= Anthemius of Cyprus =

Cypriot archbishop

Anthemius (or Anthemios) was the archbishop of Cyprus in the late 5th century.

As archbishop of Cyprus, Anthemius was the metropolitan bishop over the island with his see at Salamis-Constantia.

Anthemius resisted the efforts of the non-Chalcedonian patriarch of Antioch, Peter the Fuller, to restore his patriarchal authority on Cyprus. In the process, he discovered what he claimed were the relics of Barnabas, buried with a copy of the Gospel of Matthew. This served to prove that the Church of Cyprus was of apostolic foundation. According to the Laudatio Barnabae, written around 550, Anthemius saw Barnabas in a dream three nights in a row and the saint told him where he lay buried beneath a carob tree. After discovering the saint's body, Anthemius went to Constantinople. He gave the gospel to the Emperor Zeno, who had the patriarch of Constantinople summon a synod to rule in favour of Cyprus against Antioch.

In 488, Zeno confirmed the Cypriot church's autocephaly and financed the construction of a church to hold Barnabas's relics. Many local notables contributed to the construction, which was begun immediately. This first building was a pilgrimage church and probably served as a stopover for many on the way to Jerusalem. The remains of this building are today a part of the monastery of Saint Barnabas.

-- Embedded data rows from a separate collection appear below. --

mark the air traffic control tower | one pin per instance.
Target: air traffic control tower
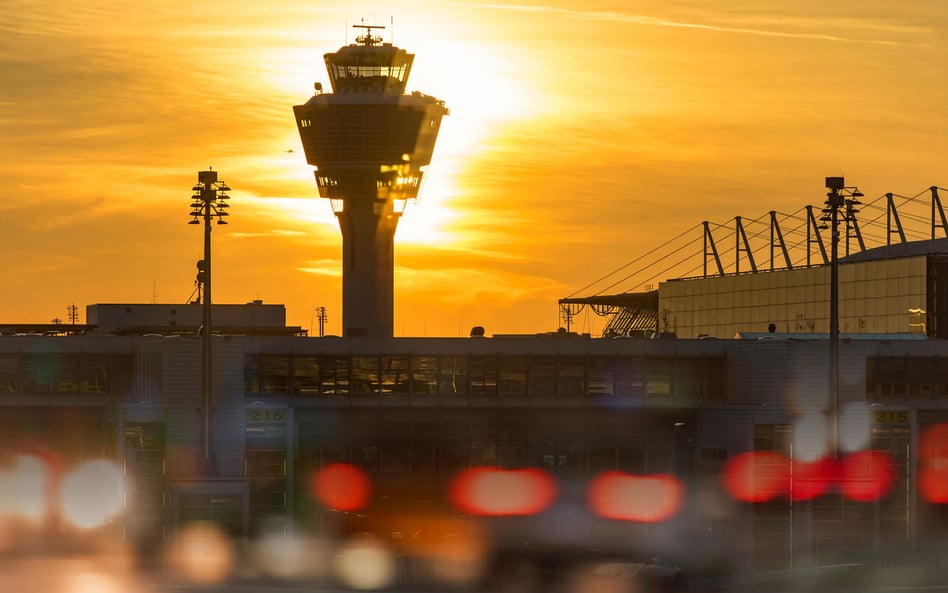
(369, 142)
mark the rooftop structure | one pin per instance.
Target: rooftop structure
(370, 143)
(892, 275)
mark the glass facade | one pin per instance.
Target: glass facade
(491, 376)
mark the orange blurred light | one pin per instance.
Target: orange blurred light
(933, 463)
(498, 492)
(341, 486)
(866, 476)
(757, 476)
(627, 497)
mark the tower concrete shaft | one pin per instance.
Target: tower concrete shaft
(370, 143)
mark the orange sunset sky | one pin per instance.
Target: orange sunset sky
(581, 135)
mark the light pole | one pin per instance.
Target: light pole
(837, 197)
(209, 200)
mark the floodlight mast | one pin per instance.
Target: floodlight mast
(370, 143)
(846, 198)
(208, 201)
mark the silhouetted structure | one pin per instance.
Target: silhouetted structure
(369, 142)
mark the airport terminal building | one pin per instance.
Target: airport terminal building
(413, 412)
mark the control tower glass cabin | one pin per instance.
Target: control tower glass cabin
(369, 142)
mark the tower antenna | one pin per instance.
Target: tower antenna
(368, 188)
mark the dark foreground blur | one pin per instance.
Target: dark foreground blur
(203, 559)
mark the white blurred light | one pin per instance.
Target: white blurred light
(810, 437)
(94, 582)
(855, 426)
(292, 557)
(92, 493)
(26, 487)
(365, 564)
(201, 553)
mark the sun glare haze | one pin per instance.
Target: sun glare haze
(580, 135)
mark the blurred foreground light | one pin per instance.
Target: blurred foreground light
(863, 476)
(812, 479)
(202, 554)
(933, 463)
(24, 488)
(757, 476)
(365, 564)
(341, 486)
(498, 492)
(627, 497)
(92, 493)
(94, 582)
(292, 557)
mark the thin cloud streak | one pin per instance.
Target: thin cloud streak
(645, 20)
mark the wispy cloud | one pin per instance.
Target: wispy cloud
(761, 27)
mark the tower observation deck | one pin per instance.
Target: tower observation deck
(369, 142)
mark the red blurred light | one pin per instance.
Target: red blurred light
(757, 476)
(342, 486)
(866, 476)
(627, 497)
(812, 479)
(498, 492)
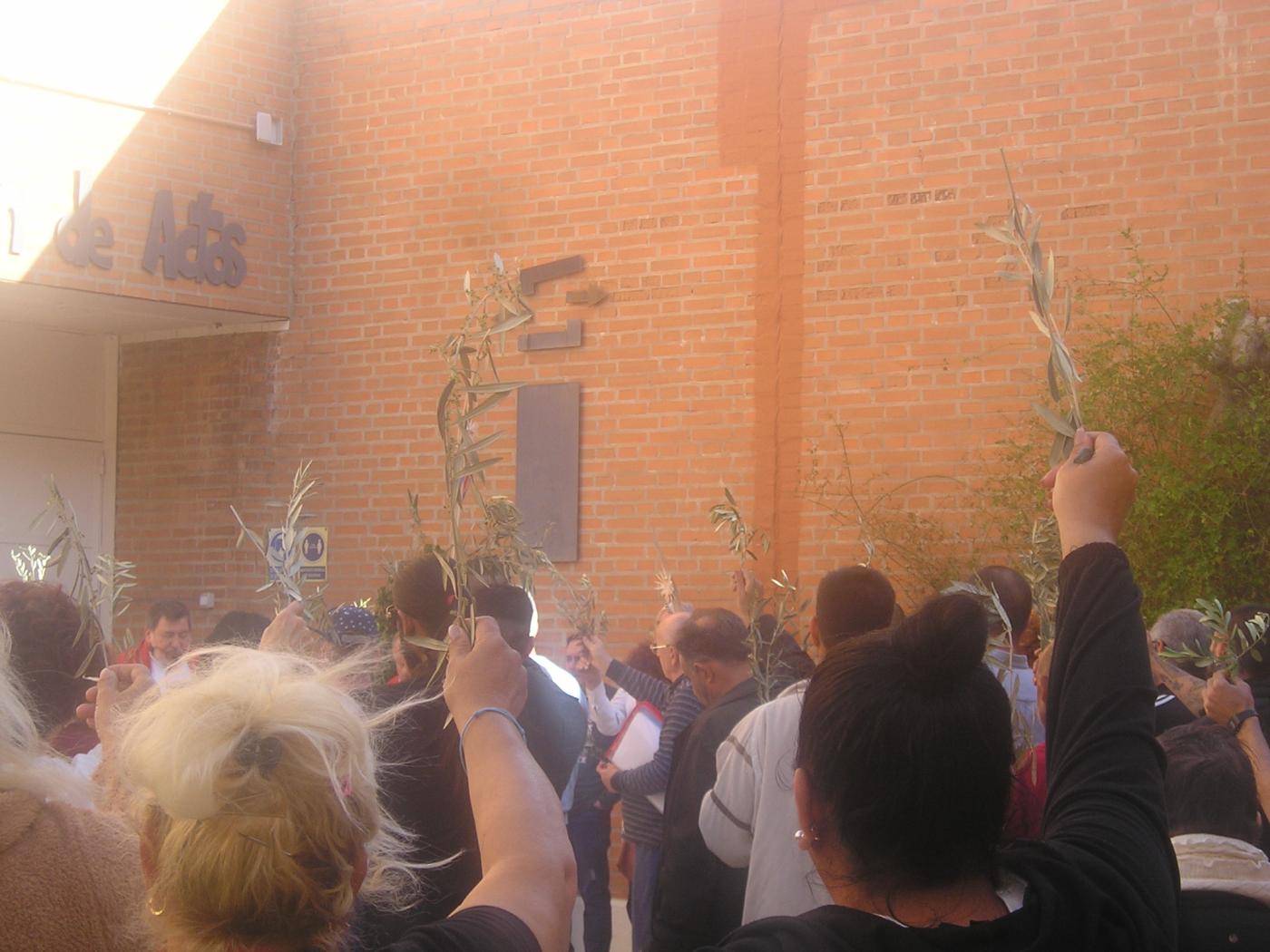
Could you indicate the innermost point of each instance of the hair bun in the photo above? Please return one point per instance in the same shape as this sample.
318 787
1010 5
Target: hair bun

As the gospel that Anthemius gave to Zeno was a codex, it could not have been an authentic 1st-century copy. There are, however, different interpretations of the fraud. Michael Metcalf sees Anthemius as the deceiver (and Zeno the dupe) in a game of high politics with the patriarch of Antioch. Glen Bowersock, on the other hand, sees Zeno and Anthemius as working together to resolve a dispute the Emperor was equally interested in resolving.

The claim that Zeno granted Anthemius regalian privileges is found in nothing earlier than the 16th-century works of Florio Bustron, who may have invented it.